3.Representation Learning for Compressed Video Action Recognition via Attentive Cross-modal Interaction with Motion Enhancement. (Bing Li, Jiaxin Chen, Dongming Zhang, Xiuguo Bao, Di Huang)
针对压缩视频下的动作识别任务,本文提出了一种基于多尺度下运动信息增强、去噪和多模态交互的特征表示学习方法。通过多尺度的块设计引入更丰富的运动细节,而设计的去噪模块能够嵌入到多尺度模块下对粗糙的压缩运动模态进行去噪,从而达到增强压缩运动模态的目标。最后通过全局的多模态注意力模块和局部的时空注意力模块对不同层次下的压缩视频中的静态特征(I帧)和动态信息(运动向量和残差)进行交互融合,调整不同模态对不同动作识别下的重要性,从而提升模型的最终表现,而在Kinetics400、HMDB-51和UCF-101数据集上的实验证明了其优越性和有效性。

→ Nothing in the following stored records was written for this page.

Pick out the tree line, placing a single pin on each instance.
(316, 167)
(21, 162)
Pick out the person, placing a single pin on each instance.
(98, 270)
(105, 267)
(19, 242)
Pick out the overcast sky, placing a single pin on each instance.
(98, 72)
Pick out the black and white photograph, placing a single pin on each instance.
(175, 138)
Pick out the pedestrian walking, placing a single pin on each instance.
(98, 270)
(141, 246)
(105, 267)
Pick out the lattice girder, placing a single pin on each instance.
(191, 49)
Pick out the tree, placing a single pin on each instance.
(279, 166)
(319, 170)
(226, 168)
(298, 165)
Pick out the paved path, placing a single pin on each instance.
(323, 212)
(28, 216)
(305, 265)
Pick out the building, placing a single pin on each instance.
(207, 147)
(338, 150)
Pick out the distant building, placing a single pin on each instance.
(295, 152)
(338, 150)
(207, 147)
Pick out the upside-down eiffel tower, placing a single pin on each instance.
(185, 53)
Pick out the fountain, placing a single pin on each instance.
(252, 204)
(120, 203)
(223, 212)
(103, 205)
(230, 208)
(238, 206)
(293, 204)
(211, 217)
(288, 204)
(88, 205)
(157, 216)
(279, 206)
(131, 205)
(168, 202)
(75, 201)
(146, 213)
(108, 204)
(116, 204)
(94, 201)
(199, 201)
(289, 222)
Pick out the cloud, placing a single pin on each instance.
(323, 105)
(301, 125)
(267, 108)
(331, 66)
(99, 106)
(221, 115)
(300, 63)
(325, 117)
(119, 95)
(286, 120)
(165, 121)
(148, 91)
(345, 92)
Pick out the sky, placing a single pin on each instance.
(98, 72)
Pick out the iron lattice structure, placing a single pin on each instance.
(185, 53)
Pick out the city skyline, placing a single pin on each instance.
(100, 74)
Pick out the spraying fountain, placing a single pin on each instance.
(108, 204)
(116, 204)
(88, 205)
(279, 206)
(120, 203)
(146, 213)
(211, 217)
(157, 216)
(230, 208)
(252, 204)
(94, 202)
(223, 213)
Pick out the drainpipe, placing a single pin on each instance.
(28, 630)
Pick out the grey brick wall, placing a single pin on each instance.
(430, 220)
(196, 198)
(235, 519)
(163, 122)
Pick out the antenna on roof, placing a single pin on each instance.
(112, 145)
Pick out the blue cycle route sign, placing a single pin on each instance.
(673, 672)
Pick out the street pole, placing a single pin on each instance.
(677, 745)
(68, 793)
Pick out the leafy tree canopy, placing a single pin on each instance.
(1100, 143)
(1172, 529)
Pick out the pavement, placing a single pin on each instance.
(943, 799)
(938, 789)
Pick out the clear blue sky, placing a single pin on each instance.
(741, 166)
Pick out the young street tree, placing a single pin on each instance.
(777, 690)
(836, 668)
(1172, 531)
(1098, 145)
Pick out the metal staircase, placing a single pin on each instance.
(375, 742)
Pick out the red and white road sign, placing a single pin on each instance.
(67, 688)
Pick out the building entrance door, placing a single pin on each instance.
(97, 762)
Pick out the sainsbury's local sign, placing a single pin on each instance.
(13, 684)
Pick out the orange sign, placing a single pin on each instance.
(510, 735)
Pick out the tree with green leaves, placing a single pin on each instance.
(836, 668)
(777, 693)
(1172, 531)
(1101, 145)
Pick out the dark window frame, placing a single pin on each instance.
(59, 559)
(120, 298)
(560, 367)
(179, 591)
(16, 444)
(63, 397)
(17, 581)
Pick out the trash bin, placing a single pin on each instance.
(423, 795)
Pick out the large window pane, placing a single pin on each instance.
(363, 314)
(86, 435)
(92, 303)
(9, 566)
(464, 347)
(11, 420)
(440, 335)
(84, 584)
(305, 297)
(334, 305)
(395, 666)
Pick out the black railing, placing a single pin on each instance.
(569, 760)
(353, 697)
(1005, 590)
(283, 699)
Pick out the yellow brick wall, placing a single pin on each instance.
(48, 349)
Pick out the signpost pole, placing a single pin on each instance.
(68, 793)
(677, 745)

This paper proposes a feature representation learning method based on motion cues enhancement, denoising and multi-modality interaction at multiple scales for compressed video action recognition. Richer motion details are introduced through multi-scale block design, while the designed denoising module can be embedded to denoise coarse compressed motion modalities within multi-scale blocks, thus achieving the goal of enhancing compressed motion modalities. Finally, the static features (I-frames) and dynamic features (motion vectors and residuals) in compressed videos under different levels are interactively fused by the global multi-modallity attention module and the local spatio-temporal attention module to adjust the importance between different modalities under different actions, so as to enhance the final performance of the model. Experiments on the Kinetics400, HMDB-51 and UCF-101 datasetdemonstrate its superiority and effectiveness.